Book Summary:
A lavish, snowy weekend in New Hampshire ends in tragedy – and, a few months later, one of the party-goers is found dead. As famed podcaster Tyler Carroll tries to discover the truth around Alex Sable’s dramatic death, he turns to the native Upper East Siders who knew the billionaire’s son best. Each of the six people Tyler is investigating has something to hide, and each has chosen a wildly different path: Lulu is an LA influencer, Maxie a Park Avenue Princess turned Chicago housewife, Will a status-obsessed lawyer, Rob a money-hungry trader, Yael a not-so-innocent ER doctor, and Alex himself a party boy with a penchant for darker trouble than even his friends knew. With the shadow of a fifteen-year-old crime hanging over Alex’s life, Tyler delves deeply into the complex past that seems almost to have disappeared from memory, hoping to find any answers around who Alex was, alive and dead.
Link to Buy – Amazon
Review:
Kirkus ReviewIn Berman’s mystery novel, a true-crime podcaster immerses himself in the overprivileged world of a “despicable lot” after a member of the group dies in an apparent suicide.

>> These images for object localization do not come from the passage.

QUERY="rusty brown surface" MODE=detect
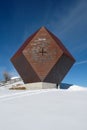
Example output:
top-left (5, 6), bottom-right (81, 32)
top-left (11, 27), bottom-right (75, 84)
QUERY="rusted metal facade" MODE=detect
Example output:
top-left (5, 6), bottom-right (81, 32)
top-left (11, 27), bottom-right (75, 84)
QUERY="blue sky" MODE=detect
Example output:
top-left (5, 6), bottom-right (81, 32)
top-left (0, 0), bottom-right (87, 87)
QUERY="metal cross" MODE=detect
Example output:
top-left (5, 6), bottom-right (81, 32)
top-left (39, 48), bottom-right (47, 56)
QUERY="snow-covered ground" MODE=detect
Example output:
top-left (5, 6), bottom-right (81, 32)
top-left (0, 83), bottom-right (87, 130)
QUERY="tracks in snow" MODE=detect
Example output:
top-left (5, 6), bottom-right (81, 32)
top-left (0, 89), bottom-right (57, 101)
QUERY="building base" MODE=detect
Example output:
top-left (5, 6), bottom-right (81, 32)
top-left (25, 82), bottom-right (60, 90)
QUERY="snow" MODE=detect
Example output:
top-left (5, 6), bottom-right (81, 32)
top-left (0, 83), bottom-right (87, 130)
top-left (11, 76), bottom-right (20, 80)
top-left (38, 38), bottom-right (46, 41)
top-left (68, 85), bottom-right (87, 91)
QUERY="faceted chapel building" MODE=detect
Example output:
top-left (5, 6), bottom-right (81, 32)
top-left (11, 27), bottom-right (75, 85)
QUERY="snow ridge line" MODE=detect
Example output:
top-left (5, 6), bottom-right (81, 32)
top-left (0, 89), bottom-right (57, 101)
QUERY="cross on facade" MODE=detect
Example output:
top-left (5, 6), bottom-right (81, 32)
top-left (39, 48), bottom-right (47, 56)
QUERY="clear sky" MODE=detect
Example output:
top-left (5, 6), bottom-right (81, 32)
top-left (0, 0), bottom-right (87, 87)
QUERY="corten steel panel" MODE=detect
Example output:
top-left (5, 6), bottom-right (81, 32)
top-left (23, 27), bottom-right (63, 81)
top-left (46, 28), bottom-right (75, 60)
top-left (11, 26), bottom-right (75, 84)
top-left (11, 54), bottom-right (41, 83)
top-left (44, 54), bottom-right (75, 84)
top-left (12, 30), bottom-right (39, 59)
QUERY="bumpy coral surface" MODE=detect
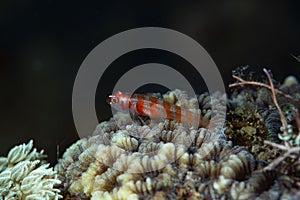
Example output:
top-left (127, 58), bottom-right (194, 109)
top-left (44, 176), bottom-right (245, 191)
top-left (0, 140), bottom-right (62, 200)
top-left (227, 68), bottom-right (300, 155)
top-left (228, 69), bottom-right (300, 199)
top-left (55, 90), bottom-right (278, 200)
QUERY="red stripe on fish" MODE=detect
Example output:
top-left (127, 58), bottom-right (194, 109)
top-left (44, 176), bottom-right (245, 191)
top-left (135, 94), bottom-right (145, 115)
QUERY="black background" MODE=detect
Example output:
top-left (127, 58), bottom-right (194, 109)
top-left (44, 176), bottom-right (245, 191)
top-left (1, 0), bottom-right (300, 165)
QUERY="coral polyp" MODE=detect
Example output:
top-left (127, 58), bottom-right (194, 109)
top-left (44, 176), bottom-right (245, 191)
top-left (0, 140), bottom-right (62, 200)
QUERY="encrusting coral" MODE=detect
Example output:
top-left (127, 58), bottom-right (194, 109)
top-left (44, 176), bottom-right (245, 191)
top-left (0, 140), bottom-right (62, 200)
top-left (226, 67), bottom-right (300, 162)
top-left (55, 89), bottom-right (279, 200)
top-left (229, 67), bottom-right (300, 199)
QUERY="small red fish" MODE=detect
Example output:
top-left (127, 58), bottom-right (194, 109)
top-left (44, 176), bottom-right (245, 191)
top-left (107, 91), bottom-right (200, 128)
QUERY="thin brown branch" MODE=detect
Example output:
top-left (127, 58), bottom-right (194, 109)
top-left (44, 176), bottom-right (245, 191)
top-left (263, 68), bottom-right (291, 149)
top-left (291, 54), bottom-right (300, 63)
top-left (263, 68), bottom-right (289, 131)
top-left (264, 140), bottom-right (288, 151)
top-left (264, 145), bottom-right (300, 171)
top-left (293, 107), bottom-right (300, 132)
top-left (229, 75), bottom-right (298, 103)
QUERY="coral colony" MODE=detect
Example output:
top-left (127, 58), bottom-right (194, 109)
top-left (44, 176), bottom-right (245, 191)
top-left (1, 67), bottom-right (300, 199)
top-left (0, 140), bottom-right (62, 199)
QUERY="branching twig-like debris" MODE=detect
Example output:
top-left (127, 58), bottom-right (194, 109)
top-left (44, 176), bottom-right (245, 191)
top-left (229, 68), bottom-right (300, 171)
top-left (263, 69), bottom-right (288, 135)
top-left (293, 107), bottom-right (300, 131)
top-left (263, 140), bottom-right (300, 171)
top-left (229, 74), bottom-right (299, 103)
top-left (291, 54), bottom-right (300, 63)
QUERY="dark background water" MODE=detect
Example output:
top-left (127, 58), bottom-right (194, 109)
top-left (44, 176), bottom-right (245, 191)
top-left (1, 0), bottom-right (300, 165)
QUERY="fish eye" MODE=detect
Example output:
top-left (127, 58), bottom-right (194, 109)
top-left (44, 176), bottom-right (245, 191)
top-left (111, 97), bottom-right (118, 104)
top-left (107, 95), bottom-right (118, 104)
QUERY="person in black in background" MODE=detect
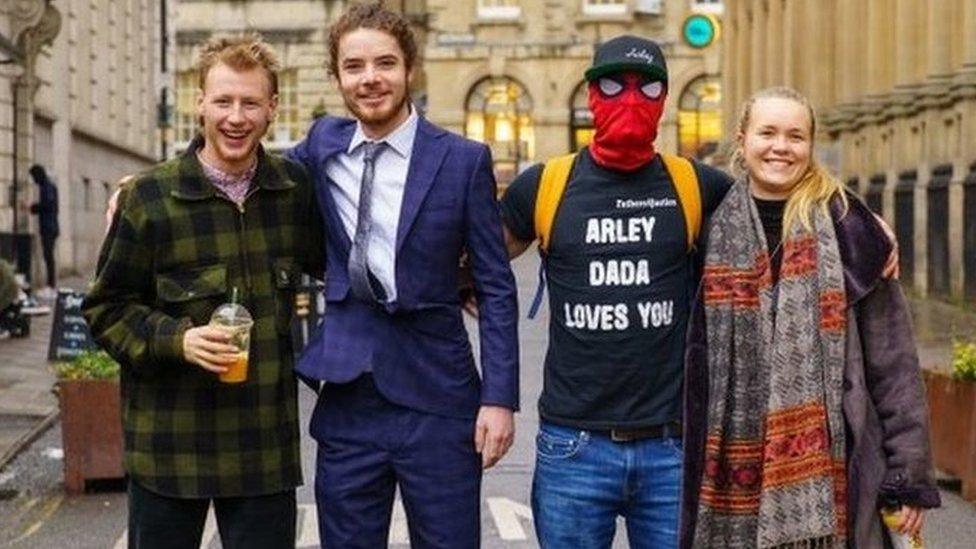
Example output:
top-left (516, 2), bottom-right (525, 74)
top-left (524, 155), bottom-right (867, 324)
top-left (28, 164), bottom-right (59, 299)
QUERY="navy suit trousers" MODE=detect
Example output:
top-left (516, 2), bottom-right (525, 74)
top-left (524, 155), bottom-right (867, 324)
top-left (311, 375), bottom-right (481, 548)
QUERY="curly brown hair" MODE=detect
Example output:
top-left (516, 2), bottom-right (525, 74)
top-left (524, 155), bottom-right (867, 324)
top-left (197, 32), bottom-right (280, 96)
top-left (327, 2), bottom-right (417, 79)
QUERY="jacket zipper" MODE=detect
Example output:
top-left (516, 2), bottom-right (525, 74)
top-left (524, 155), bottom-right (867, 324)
top-left (216, 187), bottom-right (260, 303)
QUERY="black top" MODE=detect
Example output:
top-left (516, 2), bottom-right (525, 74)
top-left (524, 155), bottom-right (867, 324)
top-left (500, 149), bottom-right (733, 429)
top-left (753, 197), bottom-right (787, 280)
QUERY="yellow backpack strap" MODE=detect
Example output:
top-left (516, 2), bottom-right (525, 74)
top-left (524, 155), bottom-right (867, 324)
top-left (661, 154), bottom-right (702, 251)
top-left (534, 153), bottom-right (577, 252)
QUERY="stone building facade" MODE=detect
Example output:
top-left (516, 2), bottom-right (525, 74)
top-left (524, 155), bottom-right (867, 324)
top-left (422, 0), bottom-right (726, 186)
top-left (1, 0), bottom-right (167, 282)
top-left (721, 0), bottom-right (976, 302)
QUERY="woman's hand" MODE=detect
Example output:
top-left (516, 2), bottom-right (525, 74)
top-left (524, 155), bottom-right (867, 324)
top-left (897, 505), bottom-right (924, 537)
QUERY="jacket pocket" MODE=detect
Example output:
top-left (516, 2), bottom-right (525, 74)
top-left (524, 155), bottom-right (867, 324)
top-left (156, 264), bottom-right (227, 326)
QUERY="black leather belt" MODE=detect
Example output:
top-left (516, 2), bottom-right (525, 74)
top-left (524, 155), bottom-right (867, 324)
top-left (608, 421), bottom-right (682, 443)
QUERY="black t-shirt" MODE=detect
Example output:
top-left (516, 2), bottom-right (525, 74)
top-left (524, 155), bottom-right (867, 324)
top-left (754, 197), bottom-right (787, 280)
top-left (500, 148), bottom-right (733, 430)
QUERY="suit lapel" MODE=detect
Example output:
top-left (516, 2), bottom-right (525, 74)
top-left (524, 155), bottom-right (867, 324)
top-left (397, 119), bottom-right (448, 251)
top-left (318, 122), bottom-right (357, 253)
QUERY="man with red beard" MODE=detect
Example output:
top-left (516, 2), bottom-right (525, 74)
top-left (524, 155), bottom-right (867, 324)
top-left (84, 34), bottom-right (322, 548)
top-left (500, 36), bottom-right (733, 548)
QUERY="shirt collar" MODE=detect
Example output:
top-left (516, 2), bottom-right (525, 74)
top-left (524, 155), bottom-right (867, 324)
top-left (347, 104), bottom-right (419, 159)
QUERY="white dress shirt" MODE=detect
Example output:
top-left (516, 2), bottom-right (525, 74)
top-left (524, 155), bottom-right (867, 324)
top-left (326, 107), bottom-right (419, 303)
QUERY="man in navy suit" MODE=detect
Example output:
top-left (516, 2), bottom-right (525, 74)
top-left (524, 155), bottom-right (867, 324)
top-left (287, 4), bottom-right (519, 547)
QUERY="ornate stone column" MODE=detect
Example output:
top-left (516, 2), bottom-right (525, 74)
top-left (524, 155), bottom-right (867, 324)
top-left (6, 0), bottom-right (61, 236)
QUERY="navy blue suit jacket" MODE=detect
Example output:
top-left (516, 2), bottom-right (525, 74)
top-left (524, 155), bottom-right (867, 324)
top-left (288, 116), bottom-right (519, 418)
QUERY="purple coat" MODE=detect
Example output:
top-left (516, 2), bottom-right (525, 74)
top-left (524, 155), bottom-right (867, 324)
top-left (680, 197), bottom-right (941, 548)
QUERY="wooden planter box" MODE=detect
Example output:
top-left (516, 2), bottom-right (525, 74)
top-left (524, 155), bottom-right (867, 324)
top-left (58, 379), bottom-right (124, 494)
top-left (923, 370), bottom-right (976, 500)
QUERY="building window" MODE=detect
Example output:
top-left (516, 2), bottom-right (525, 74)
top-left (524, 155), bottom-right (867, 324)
top-left (569, 81), bottom-right (594, 152)
top-left (174, 70), bottom-right (198, 147)
top-left (582, 0), bottom-right (627, 16)
top-left (465, 77), bottom-right (534, 189)
top-left (478, 0), bottom-right (521, 19)
top-left (691, 0), bottom-right (724, 15)
top-left (269, 69), bottom-right (301, 146)
top-left (677, 75), bottom-right (723, 160)
top-left (634, 0), bottom-right (663, 15)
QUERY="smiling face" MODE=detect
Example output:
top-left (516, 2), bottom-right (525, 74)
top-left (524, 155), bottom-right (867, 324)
top-left (196, 62), bottom-right (277, 173)
top-left (738, 97), bottom-right (813, 200)
top-left (336, 28), bottom-right (413, 139)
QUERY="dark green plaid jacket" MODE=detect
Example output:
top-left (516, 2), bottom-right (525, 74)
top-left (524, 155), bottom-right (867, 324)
top-left (83, 139), bottom-right (324, 498)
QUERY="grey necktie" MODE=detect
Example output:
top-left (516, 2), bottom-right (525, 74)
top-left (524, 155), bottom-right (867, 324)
top-left (348, 141), bottom-right (384, 302)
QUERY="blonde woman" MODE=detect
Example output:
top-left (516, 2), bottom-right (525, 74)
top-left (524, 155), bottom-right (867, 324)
top-left (680, 87), bottom-right (939, 548)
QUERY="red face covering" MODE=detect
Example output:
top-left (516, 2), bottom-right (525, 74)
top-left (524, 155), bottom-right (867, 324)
top-left (587, 73), bottom-right (666, 172)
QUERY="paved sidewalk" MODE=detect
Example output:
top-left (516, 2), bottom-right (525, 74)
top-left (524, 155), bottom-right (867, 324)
top-left (0, 276), bottom-right (89, 469)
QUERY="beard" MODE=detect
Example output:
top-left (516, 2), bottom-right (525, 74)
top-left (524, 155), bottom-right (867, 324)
top-left (343, 88), bottom-right (411, 131)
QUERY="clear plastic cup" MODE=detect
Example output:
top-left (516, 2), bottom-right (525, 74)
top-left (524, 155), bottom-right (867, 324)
top-left (210, 300), bottom-right (253, 384)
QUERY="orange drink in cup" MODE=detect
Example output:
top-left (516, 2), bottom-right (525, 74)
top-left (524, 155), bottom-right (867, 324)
top-left (210, 290), bottom-right (254, 384)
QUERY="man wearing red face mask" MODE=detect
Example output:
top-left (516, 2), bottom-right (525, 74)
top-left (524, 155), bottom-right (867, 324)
top-left (499, 36), bottom-right (734, 548)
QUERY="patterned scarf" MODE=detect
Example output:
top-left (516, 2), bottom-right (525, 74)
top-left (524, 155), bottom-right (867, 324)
top-left (694, 180), bottom-right (848, 548)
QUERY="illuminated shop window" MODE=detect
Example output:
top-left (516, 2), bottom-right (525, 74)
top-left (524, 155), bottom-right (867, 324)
top-left (465, 77), bottom-right (535, 186)
top-left (569, 80), bottom-right (594, 151)
top-left (677, 75), bottom-right (722, 160)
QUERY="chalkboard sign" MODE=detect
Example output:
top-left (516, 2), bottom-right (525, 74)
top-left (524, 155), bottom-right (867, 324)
top-left (48, 290), bottom-right (98, 361)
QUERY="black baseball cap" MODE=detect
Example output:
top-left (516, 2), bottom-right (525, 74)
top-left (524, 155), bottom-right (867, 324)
top-left (584, 35), bottom-right (668, 83)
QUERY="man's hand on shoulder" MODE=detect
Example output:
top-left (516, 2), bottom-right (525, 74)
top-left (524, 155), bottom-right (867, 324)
top-left (183, 325), bottom-right (238, 374)
top-left (474, 405), bottom-right (515, 469)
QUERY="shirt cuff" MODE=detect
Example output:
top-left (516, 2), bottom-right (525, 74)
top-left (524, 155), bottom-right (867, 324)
top-left (152, 316), bottom-right (193, 364)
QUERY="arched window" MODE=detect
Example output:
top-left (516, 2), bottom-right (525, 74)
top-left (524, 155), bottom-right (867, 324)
top-left (677, 75), bottom-right (722, 160)
top-left (569, 80), bottom-right (594, 152)
top-left (465, 77), bottom-right (534, 186)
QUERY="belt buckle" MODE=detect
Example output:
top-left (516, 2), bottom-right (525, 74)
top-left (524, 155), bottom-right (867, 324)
top-left (610, 428), bottom-right (638, 443)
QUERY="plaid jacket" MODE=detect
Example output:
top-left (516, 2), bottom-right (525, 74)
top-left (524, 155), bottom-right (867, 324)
top-left (83, 139), bottom-right (324, 498)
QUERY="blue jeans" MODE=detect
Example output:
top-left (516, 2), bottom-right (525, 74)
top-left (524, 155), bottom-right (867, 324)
top-left (531, 421), bottom-right (683, 549)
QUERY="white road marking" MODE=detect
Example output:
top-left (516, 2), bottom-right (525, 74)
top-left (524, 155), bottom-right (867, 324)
top-left (388, 498), bottom-right (409, 545)
top-left (487, 497), bottom-right (533, 541)
top-left (295, 504), bottom-right (319, 546)
top-left (113, 497), bottom-right (533, 546)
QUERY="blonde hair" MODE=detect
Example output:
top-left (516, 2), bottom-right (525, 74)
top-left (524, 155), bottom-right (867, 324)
top-left (730, 86), bottom-right (848, 236)
top-left (196, 33), bottom-right (280, 96)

Police detective Sean Strickland is assigned to the case of Alex Sable, the 30-year-old son of a billionaire who apparently committed suicide in the bathroom at his best friend’s wedding: “Of all times to kill yourself! It’s very selfish,” the wedding planner rails. “The best man. Do you know anyone who would do something like that?” Tyler, a popular podcaster who’s come to this part of New England to investigate the fentanyl epidemic, has questions and increasing suspicions about Alex’s death, which Strickland says could be suicide but also could be an accident or a homicide. Tyler talks with members of the wedding party and Alex’s friends, including Will and Jessica, the shattered bride and groom; famed Instagram influencer Lulu Swanson; Alex’s former high school classmate Maxie Stein-Golden; Rob, a trader, who’s “always just a few seconds late, a few meters short, a few words off”; and Yael, a “perfectly nice” doctor. Through these interactions, Tyler unearths the inevitable secrets and scandals that bind the group together and threaten to tear their lives apart. As Alex’s life comes more into focus, the question of whether his death was self-inflicted or inflicted by another remains elusive. Berman’s debut novel is an instantly addictive read. “Tyler found Alex Sable three hours after he had been declared dead” is the kind of opening upon which entire TV series have been launched, and the large cast of characters mostly avoids falling into whodunit clichés; Lulu, for example, makes Tyler “unnerved” when he finds his assumptions to be flawed: “She looked like she should say like every ten seconds and instead she dropped words like expound and maudlin.” Berman also drops in some fine literary references; the book’s title, for instance, comes from a Sylvia Plath poem. More Metropolitan than Gossip Girl, this novel makes for an entertaining spin on F. Scott Fitzgerald’s famous line that “the very rich…are different than you and me.”
An intriguing whodunit with richly drawn characters.
About the Author:
Alice Berman is the New York City-based author of “I Eat Men Like Air.” Hailing from Washington, D.C., Berman attended Choate Rosemary Hall in Connecticut and graduated with a degree in English Literature from the University of Pennsylvania.